En cada evento oficial
que encabeza el mandatario estatal, lo acompañan mínimo cinco escoltas
personales, tres de ellos de reciente incorporación a su equipo de
seguridad, los cuales son más agresivos y cuidadosos de la persona de
Herrera Beltrán.
Los nuevos elementos de
custodia son menos permisibles que la anterior guardia de Herrera
Beltrán.
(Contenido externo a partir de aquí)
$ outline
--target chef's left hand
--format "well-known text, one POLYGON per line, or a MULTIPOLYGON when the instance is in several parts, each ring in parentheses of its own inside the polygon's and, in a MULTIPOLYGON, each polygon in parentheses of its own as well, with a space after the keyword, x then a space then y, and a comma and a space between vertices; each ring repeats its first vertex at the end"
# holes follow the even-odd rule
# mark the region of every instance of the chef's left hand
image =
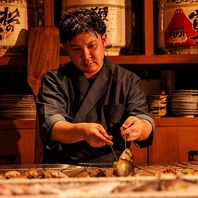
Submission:
POLYGON ((144 140, 151 133, 152 126, 147 120, 129 116, 120 127, 122 138, 126 141, 144 140))

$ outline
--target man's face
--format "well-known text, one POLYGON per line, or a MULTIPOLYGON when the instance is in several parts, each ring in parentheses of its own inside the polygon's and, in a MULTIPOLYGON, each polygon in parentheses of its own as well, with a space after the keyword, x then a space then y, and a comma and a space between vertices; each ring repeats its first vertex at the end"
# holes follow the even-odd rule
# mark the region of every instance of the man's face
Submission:
POLYGON ((106 34, 81 33, 68 41, 64 47, 74 65, 86 78, 95 78, 103 65, 106 34))

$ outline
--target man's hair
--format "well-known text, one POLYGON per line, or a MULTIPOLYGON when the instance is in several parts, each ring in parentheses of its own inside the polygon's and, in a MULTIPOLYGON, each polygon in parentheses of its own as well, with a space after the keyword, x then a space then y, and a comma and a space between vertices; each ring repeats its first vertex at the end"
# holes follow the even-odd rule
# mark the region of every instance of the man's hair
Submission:
POLYGON ((60 31, 61 43, 66 43, 83 32, 100 35, 106 32, 106 25, 99 14, 84 7, 65 13, 57 26, 60 31))

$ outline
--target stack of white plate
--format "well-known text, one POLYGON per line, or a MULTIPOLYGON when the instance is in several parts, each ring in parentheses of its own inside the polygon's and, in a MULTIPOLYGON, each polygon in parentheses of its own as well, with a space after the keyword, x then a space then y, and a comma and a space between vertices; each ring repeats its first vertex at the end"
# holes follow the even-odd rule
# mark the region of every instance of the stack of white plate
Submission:
POLYGON ((167 114, 168 95, 148 95, 147 103, 149 111, 153 116, 161 117, 167 114))
POLYGON ((36 118, 36 105, 33 95, 0 95, 0 117, 2 119, 36 118))
POLYGON ((174 90, 170 98, 170 111, 173 115, 198 115, 198 90, 174 90))

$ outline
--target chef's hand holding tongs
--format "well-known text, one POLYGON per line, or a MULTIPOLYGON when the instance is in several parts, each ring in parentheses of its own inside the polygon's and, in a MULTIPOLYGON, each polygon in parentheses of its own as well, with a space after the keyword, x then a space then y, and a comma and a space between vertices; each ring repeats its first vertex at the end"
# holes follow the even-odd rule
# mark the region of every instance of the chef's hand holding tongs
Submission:
POLYGON ((141 141, 149 137, 152 128, 147 120, 129 116, 120 127, 120 130, 125 141, 141 141))

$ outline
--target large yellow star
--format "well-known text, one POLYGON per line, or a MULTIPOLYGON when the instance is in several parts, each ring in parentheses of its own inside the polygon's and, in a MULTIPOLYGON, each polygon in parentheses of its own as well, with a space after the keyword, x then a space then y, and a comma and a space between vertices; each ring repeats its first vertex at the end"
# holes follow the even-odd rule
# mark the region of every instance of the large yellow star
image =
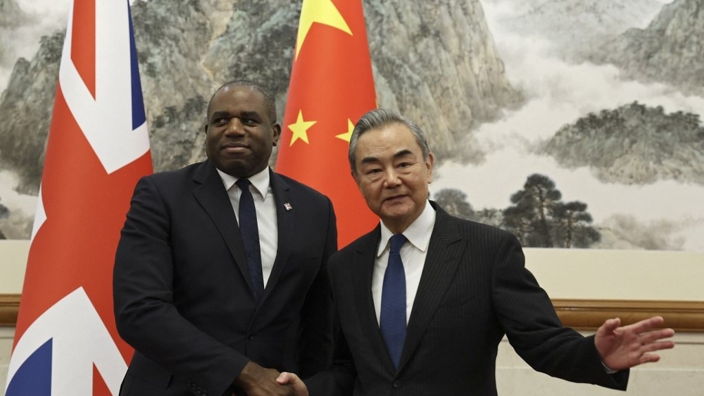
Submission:
POLYGON ((332 0, 303 0, 301 7, 301 19, 298 21, 298 35, 296 39, 296 59, 298 58, 301 47, 315 22, 339 29, 352 35, 352 31, 347 25, 345 18, 332 4, 332 0))
POLYGON ((308 130, 317 122, 318 121, 304 121, 303 113, 302 111, 298 110, 298 118, 296 120, 296 123, 289 125, 289 129, 291 130, 291 132, 294 132, 294 135, 291 137, 291 144, 289 144, 289 147, 293 146, 294 142, 298 139, 303 140, 306 143, 308 143, 308 130))
POLYGON ((341 139, 348 143, 350 142, 350 139, 352 138, 352 131, 354 130, 354 124, 352 123, 352 120, 347 118, 347 133, 343 133, 341 135, 336 135, 335 137, 338 139, 341 139))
Impiden a cualquier persona acercársele y siempre hay uno
cuidando las espaldas al gobernante.
De manera paralela, al
menos media hora antes que el Ejecutivo encabece un acto oficial,
arriban al lugar una decena de elementos de Seguridad Pública Estatal
con cortes de pelo tipo militar y vestidos de civil.
Los agentes “civiles” se
infiltran entre la población que asiste a los eventos, se colocan
dentro de edificios que recorrerá el mandatario y otros más se apostan
en esquinas o zonas por donde abandonará el lugar.
Voceros del Gobierno del
Estado rechazaron que haya un incremento en la seguridad y afirmaron
que “sólo hubo un cambio de personal”, sin embargo en los eventos
oficiales es notoria la presencia de mas escoltas.